La Constitución es fruto de nuestra democracia, y la democracia avanza con la fortaleza de la Constitución. Supone un sistema de llegar al poder de modo no sangriento, un método para alcanzar el cambio sin violencia. Nada de visigodos u otomanos. Ofrece esperanzas. A veces defraudadas, ciertamente. Pero no cierra una salida si alguien fracasa. Ahora bien, si alguien no respeta la Constitución, si se crean dos grupos de intereses e ideas inconciliables entonces la democracia se hundirá.
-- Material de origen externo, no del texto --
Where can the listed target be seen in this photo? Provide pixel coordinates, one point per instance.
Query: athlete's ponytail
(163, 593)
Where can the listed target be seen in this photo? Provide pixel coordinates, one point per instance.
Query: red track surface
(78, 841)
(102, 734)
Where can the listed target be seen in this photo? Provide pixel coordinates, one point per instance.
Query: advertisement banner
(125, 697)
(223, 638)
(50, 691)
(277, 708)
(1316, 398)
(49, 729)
También quisiera reconocer aquí los peligros que tiene nuestra Constitución. Es algo dañino para toda España, dañino también para las autonomías que cada vez se aíslan más al constituirse en reinos de taifas, pequeñas Albanias, miniestados en fase expansiva, con una sensibilidad a flor de piel y un victimismo calculado, el incierto centrifuguismo territorial que vivimos. El legítimo uso de otras lenguas españolas no debe poner en riesgo a la lengua española por antonomasia, el español, tal como defendía que se llamase el idioma de todos, nuestro Premio Nóbel Camilo José Cela en su época de senador real, lengua común de todos y la garantía de nuestra unidad.
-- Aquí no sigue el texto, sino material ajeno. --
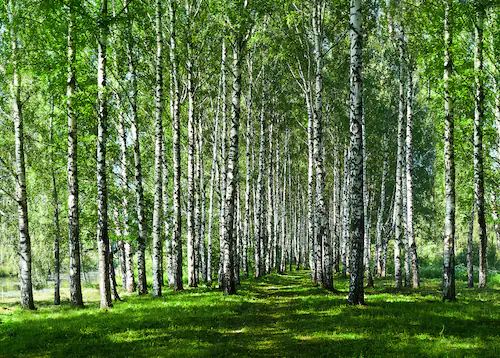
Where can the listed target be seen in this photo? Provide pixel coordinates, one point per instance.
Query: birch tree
(356, 290)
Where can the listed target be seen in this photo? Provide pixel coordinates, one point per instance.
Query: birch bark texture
(75, 284)
(478, 141)
(21, 198)
(448, 285)
(102, 189)
(157, 203)
(356, 290)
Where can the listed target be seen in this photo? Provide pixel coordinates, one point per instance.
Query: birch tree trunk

Durante estos cuarenta años no todas las leyes han respondido perfectamente a los mensajes directivos, ónticos y deónticos, que laten en la Constitución, tal como cualquier Memoria del Tribunal supremo nos revela. Y, por otro lado, debe siempre subrayarse la diferencia entre un texto constitucional y un texto legal. La Constitución responde a la garantía de los derechos del ciudadano frente a todos, en tanto que la ley supone la prevalencia del interés general. La Constitución es el escudo de la minoría frente a la mayoría. La ley responde sólo al interés de la mayoría.
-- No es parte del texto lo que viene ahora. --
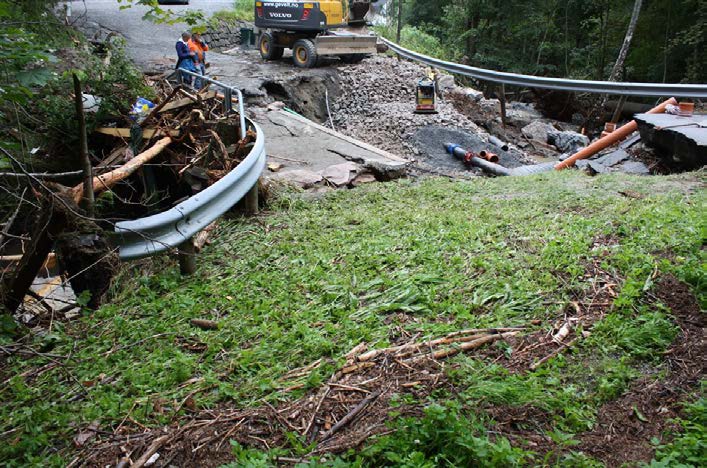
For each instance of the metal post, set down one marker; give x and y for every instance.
(187, 258)
(251, 199)
(502, 98)
(227, 96)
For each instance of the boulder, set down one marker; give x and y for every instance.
(567, 141)
(538, 131)
(521, 114)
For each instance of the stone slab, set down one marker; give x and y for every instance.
(299, 144)
(684, 139)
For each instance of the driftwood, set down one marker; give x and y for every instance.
(111, 178)
(147, 133)
(204, 324)
(351, 415)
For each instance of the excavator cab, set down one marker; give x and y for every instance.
(425, 96)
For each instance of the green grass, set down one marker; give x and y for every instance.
(315, 277)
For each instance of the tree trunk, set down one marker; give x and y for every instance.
(619, 65)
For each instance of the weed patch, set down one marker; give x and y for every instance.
(388, 264)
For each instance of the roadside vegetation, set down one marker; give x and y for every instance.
(315, 277)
En definitiva, el conflicto es el origen de todo – lo dijo Heráclito -, y la Constitución no es sino un procedimiento para intentar encauzarlo, para seguir tejiendo en paz la eterna tela de Penélope. Toda Constitución es un intento de hacer el mundo menos peligroso, de reducir la conflictividad encauzándola, de dar un modelo pacífico para el cambio de manos del poder. En la democracia constitucional hay algo nuevo jamás antes conocido, al deseo de libertad se une el deseo de un poder compartido. La tragedia está en el núcleo íntimo de la historia y de toda peripecia humana sobresaliente. Pero la Constitución quiere, en realidad, curar la tragedia. Crear una historia racional y un comportamiento racional de los hombres.


Que viva muchos años más nuestra Constitución, al menos otros cuarenta con nuestra activa defensa permanente y vigilante.